Dating can be incredibly difficult. For so many reasons. Most, of which, I’m not going to get into today. But think about it. Does anyone really enjoy dating? And if you do, aren’t you a red flag to potential partners out there? It is so difficult to meet someone, sort through all the junk to finally get you to a first date. As someone who found themselves suddenly single after 7 years, I can relate to dating being a difficult process. There is a lot of risk that goes into meeting someone. Emotional risk, and physical risk if this is the first time you’re meeting them. What I’m getting at is that there needs to be better apps out there to help you find people. And maybe there is?

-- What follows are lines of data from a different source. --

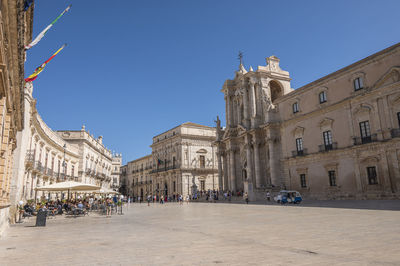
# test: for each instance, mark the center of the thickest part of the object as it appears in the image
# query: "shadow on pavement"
(384, 205)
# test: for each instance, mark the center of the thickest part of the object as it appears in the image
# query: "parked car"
(288, 196)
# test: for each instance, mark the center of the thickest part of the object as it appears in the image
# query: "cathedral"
(336, 137)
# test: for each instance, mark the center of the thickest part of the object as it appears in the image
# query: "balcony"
(49, 172)
(38, 167)
(395, 132)
(329, 147)
(61, 178)
(299, 153)
(163, 169)
(365, 140)
(30, 158)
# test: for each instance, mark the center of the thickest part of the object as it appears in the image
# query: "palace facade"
(44, 156)
(15, 33)
(337, 137)
(183, 161)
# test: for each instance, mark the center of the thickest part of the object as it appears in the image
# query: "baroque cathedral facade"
(336, 137)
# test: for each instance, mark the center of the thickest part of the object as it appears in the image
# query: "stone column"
(230, 112)
(259, 182)
(249, 168)
(245, 106)
(225, 172)
(232, 174)
(220, 181)
(274, 163)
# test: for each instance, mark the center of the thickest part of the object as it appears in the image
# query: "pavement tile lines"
(210, 234)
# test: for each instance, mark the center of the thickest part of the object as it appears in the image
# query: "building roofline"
(138, 159)
(185, 124)
(339, 71)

There is a new app on the market called First. The premise behind the First app is to help you find people with similar interests. Which means it’s based on finding commonality between two people, rather than basing it on looks. Let me start by saying that I like this idea. Especially if you’re looking for a partner. That said, if you’re just looking for a hook up, what difference does it make how much you have in common? My last sentence may sound a bit superficial, but if you’re physically attracted to someone and the end game is sexual, what difference does it make who their favourite artist is? That also sounds pretty cold and heartless, but I stand by my statements.
Why I like the idea of this app is because it allows you to get to know someone (kind of) before meeting them. The way it works is that you can list certain things that you like. Museums, restaurants, concerts, bands etc. You list those and someone else who has those listed as well can connect with you. But here are the drawbacks:
- There is no opportunity to chat with the person in advance. Meaning there is no messaging component to this app. How can you get to know someone without that capability? Just because you have a restaurant, or band in common doesn’t necessarily mean you’re going to be a good partner. Even if we take looks out of it, First is making the assumption that one or two things in common equates a lasting relationship. And maybe for some people it does. But I wonder if you can base an entire app, and subsequently a relationship around this idea?

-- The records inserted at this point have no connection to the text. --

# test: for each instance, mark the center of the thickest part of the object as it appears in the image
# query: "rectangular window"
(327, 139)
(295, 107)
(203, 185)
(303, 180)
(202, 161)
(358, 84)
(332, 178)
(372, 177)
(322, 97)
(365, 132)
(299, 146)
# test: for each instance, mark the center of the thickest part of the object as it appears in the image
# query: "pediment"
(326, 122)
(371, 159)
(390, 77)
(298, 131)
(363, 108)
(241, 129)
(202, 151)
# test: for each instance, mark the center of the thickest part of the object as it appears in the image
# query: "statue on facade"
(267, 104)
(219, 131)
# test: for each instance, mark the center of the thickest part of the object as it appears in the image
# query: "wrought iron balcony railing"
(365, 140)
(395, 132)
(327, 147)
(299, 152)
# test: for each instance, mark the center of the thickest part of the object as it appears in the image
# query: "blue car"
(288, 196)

- You don’t get to know anything about the person until you meet up with them. First does suggest that you meet in a public place. Maybe one of the places you’ve listed in your dating profile, and ensure that it’s public. Very public. If you’re a no show, however, First may not allow you to use the app. Which only makes sense. Who likes to be stood up? The issue I have with this is if there is no mechanism to message the person, what if they can’t come due to some kind of emergency? Is that fair? I would rather the ability to get a message from someone indicating that they can’t come, rather than getting stood up. And what if it is an emergency? Most people would want to give the person a heads up. It’s common courtesy.
With so many dating apps on the market, does this one have a fighting chance? If I’m being honest, I don’t think so. As someone who used a few popular dating apps about a year ago, this doesn’t appeal to me from a dating perspective. It’s not all about looks for me, so I’m not trying to be superficial. What I am saying is that part of the dating app experience is that you can weed out the people you don’t want to meet. It’s possible that you have some fundamental differences that you know can’t be reconciled? I’d rather know those up front, than waste my time putting in time and effort to meet someone.
Call me old fashioned, but I like to get to know someone before going on a date with them. And if the only thing we have in common is that we both like the Killers, there’s a good chance that our relationship won’t survive past the concert. That being said, a lot of people meet and fall in love based on one commonality. I just don’t see this as a viable dating app option.
Try established like eharmony or OkCupid! Apps that really finds people for you based on how you answer questions. And not just random or silly questions. Questions that get down to the heart of who you are and what you stand for. What are your views on intimacy? What are your views on religion? These are often deal breakers in relationships, and I think that more weight should be given to them. Rather than trying to find a partner who also likes to snowboard. The First app doesn’t seem like the best option for finding a lasting and sustainable relationship, but as always that is just my opinion. For those of you are looking for someone, happy hunting, and have fun!